I shared a thought on Twitter recently, thinking it was fairly obvious—and then multiple traders messaged me privately with comments like:
“Hey, I've recently begun trading just one market and found better success. Thanks for this—I only wish I'd started sooner.”
It wasn’t groundbreaking—just something most experienced traders already know.
But those responses made me realize something important:
What seems obvious after years spent deep in the markets can genuinely open the eyes of traders still finding their way.
After speaking with several of those traders, it became clear that many deeply struggle to understand where their trading edge actually comes from.

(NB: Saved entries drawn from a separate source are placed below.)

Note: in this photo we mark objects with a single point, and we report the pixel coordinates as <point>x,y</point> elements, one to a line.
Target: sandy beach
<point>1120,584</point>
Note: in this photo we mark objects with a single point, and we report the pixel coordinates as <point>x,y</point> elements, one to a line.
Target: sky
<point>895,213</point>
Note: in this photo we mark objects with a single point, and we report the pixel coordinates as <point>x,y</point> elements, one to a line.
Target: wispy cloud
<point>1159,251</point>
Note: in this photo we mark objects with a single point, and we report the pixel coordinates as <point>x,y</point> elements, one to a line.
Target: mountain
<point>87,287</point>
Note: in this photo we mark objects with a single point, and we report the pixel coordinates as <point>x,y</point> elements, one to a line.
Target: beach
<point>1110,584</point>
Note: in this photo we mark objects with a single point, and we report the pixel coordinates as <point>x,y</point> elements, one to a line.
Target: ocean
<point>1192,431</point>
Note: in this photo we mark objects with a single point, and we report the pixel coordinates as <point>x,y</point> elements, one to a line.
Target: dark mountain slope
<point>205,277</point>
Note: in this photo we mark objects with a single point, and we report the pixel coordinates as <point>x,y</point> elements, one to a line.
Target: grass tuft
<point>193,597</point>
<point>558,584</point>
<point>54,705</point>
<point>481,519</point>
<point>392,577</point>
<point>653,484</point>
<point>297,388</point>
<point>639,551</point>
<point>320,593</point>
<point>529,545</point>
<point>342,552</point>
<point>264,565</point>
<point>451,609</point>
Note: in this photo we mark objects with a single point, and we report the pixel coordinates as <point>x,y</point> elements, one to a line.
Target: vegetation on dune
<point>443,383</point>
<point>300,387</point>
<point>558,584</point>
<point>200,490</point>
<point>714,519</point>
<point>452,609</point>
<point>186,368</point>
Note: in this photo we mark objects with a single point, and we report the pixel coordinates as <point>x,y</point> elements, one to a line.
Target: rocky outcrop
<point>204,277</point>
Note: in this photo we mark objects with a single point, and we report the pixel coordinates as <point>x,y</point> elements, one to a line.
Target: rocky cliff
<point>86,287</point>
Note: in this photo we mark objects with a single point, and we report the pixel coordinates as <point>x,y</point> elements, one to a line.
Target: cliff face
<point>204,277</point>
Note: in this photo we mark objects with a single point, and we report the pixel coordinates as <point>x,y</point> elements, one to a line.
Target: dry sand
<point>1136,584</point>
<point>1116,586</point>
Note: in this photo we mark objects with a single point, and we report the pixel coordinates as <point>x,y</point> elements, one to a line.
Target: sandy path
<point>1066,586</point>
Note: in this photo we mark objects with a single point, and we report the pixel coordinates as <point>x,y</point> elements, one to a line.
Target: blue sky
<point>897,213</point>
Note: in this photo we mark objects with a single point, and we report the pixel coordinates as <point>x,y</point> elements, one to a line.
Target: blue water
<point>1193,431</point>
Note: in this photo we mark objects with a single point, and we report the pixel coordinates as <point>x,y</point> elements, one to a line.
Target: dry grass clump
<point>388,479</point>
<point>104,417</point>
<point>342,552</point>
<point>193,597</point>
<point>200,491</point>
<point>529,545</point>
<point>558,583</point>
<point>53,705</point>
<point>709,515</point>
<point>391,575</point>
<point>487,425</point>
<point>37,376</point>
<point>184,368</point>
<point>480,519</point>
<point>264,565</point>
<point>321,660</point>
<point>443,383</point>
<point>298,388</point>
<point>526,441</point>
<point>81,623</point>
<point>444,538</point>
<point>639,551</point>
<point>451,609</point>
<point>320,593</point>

That's why I wrote this article.
It's a practical guide distilled from years observing traders succeed and fail—field notes designed to refocus you on the true source of your trading edge.
Here's the original tweet:
Most traders think their inconsistency is due to weak setups, discipline issues, or psychology.
Usually, they're wrong.
This article is the playbook for that tweet.

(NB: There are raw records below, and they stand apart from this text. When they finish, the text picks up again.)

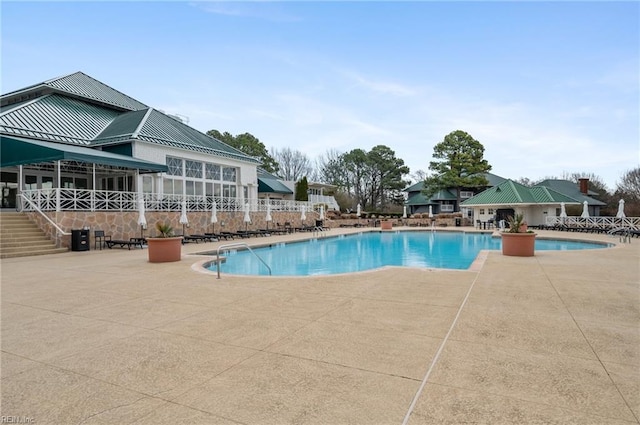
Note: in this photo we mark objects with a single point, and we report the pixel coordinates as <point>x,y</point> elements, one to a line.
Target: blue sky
<point>547,87</point>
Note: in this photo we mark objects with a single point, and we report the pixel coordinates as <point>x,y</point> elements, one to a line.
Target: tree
<point>331,169</point>
<point>249,145</point>
<point>629,185</point>
<point>386,171</point>
<point>302,190</point>
<point>459,163</point>
<point>629,189</point>
<point>292,165</point>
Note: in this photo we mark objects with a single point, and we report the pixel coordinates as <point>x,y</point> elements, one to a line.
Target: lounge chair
<point>100,237</point>
<point>124,243</point>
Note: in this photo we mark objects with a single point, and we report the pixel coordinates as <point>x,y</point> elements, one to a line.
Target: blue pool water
<point>372,250</point>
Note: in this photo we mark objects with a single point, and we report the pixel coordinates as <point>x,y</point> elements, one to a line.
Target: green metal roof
<point>417,198</point>
<point>268,183</point>
<point>17,151</point>
<point>571,189</point>
<point>76,109</point>
<point>56,118</point>
<point>513,193</point>
<point>153,126</point>
<point>77,85</point>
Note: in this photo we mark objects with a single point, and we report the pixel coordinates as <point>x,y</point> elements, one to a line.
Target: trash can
<point>80,240</point>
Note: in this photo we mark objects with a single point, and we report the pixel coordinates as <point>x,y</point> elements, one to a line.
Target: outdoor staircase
<point>20,237</point>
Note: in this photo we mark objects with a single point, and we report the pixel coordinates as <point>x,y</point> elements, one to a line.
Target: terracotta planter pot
<point>518,244</point>
<point>164,250</point>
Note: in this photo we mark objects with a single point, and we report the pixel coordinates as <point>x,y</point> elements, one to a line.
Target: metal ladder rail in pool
<point>317,232</point>
<point>624,233</point>
<point>238,244</point>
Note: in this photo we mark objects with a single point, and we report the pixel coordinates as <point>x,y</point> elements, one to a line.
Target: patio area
<point>104,337</point>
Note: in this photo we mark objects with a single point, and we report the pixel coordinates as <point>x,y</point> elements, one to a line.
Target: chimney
<point>584,185</point>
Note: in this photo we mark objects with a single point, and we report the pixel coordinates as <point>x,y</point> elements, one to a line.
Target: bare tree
<point>293,165</point>
<point>629,185</point>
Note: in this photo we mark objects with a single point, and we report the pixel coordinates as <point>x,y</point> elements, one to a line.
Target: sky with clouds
<point>548,88</point>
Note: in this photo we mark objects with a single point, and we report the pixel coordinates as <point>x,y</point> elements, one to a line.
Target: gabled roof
<point>17,151</point>
<point>76,85</point>
<point>571,189</point>
<point>79,110</point>
<point>513,193</point>
<point>268,183</point>
<point>56,118</point>
<point>151,125</point>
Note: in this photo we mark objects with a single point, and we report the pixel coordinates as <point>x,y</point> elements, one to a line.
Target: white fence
<point>604,223</point>
<point>105,200</point>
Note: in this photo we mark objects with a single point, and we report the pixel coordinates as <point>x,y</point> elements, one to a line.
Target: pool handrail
<point>244,244</point>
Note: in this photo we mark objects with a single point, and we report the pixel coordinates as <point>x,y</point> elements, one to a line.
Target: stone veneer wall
<point>124,225</point>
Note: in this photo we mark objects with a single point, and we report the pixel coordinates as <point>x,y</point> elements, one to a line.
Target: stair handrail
<point>238,244</point>
<point>35,208</point>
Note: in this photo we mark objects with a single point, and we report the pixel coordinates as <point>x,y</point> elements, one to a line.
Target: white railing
<point>604,223</point>
<point>107,200</point>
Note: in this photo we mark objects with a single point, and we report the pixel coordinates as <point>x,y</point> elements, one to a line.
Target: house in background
<point>509,198</point>
<point>271,187</point>
<point>444,201</point>
<point>580,192</point>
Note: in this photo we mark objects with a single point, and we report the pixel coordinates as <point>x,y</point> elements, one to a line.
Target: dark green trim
<point>15,151</point>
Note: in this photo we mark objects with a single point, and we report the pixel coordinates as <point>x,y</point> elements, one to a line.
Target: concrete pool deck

Think of it as field notes from a decade of watching traders succeed and fail—a guide to building the deep, structural knowledge that transforms decent traders into consistent winners.
The harsh reality: generalists provide liquidity for specialists
"Trading multiple markets superficially isn't providing more opportunities—it's compounding ignorance."
Most aspiring traders I've worked with—whether at Raen or through social media—are trying to trade everything: ES, NQ, crude, gold, currencies.
They've learned patterns, hoping they'll work everywhere.
Markets trade very differently.
Each has unique participants with specific constraints. What works in ES might get you killed in crude. What's noise in Treasuries might be gold in NQ.
You have finite attention. Finite capital. Finite time.
Every additional market exponentially dilutes your focus.
While you're busy recalling gold-dollar correlations, the crude specialist sees commercial hedgers forced into predictable actions they've witnessed repeatedly:
- Levels where commercial hedgers must act 
- Volatility signatures of weekly EIA reports 
- Times institutional orders provide predictable liquidity 
- Most medium-/long-term CTAs lag trend breaks by days 
This isn't talent—it's accumulated knowledge from thousands of hours studying one market's specific behavior.
I've watched talented traders repeatedly fail by insisting on trading everything. They have decent setups everywhere but mastery nowhere. Meanwhile, the trader who only trades ES from 9:30–11:00 AM? He's been consistently profitable for a decade.
As I've explored in "Why Trading Edge Exists (and the 4 Forces Behind It)", markets offer four types of inefficiencies:
- Behavioral 
- Structural 
- Informational 
- Analytical 
Specialists exploit all four in their chosen market. Generalists catch obvious patterns, usually late.
Ultimately, generalists provide liquidity for specialists.
Choose one market. Study it obsessively.
Let others chase shiny objects while you build genuine expertise.
Markets move because specific players have predictable constraints
Markets aren't abstract charts—they're arenas filled with identifiable players operating under clear rules and constraints.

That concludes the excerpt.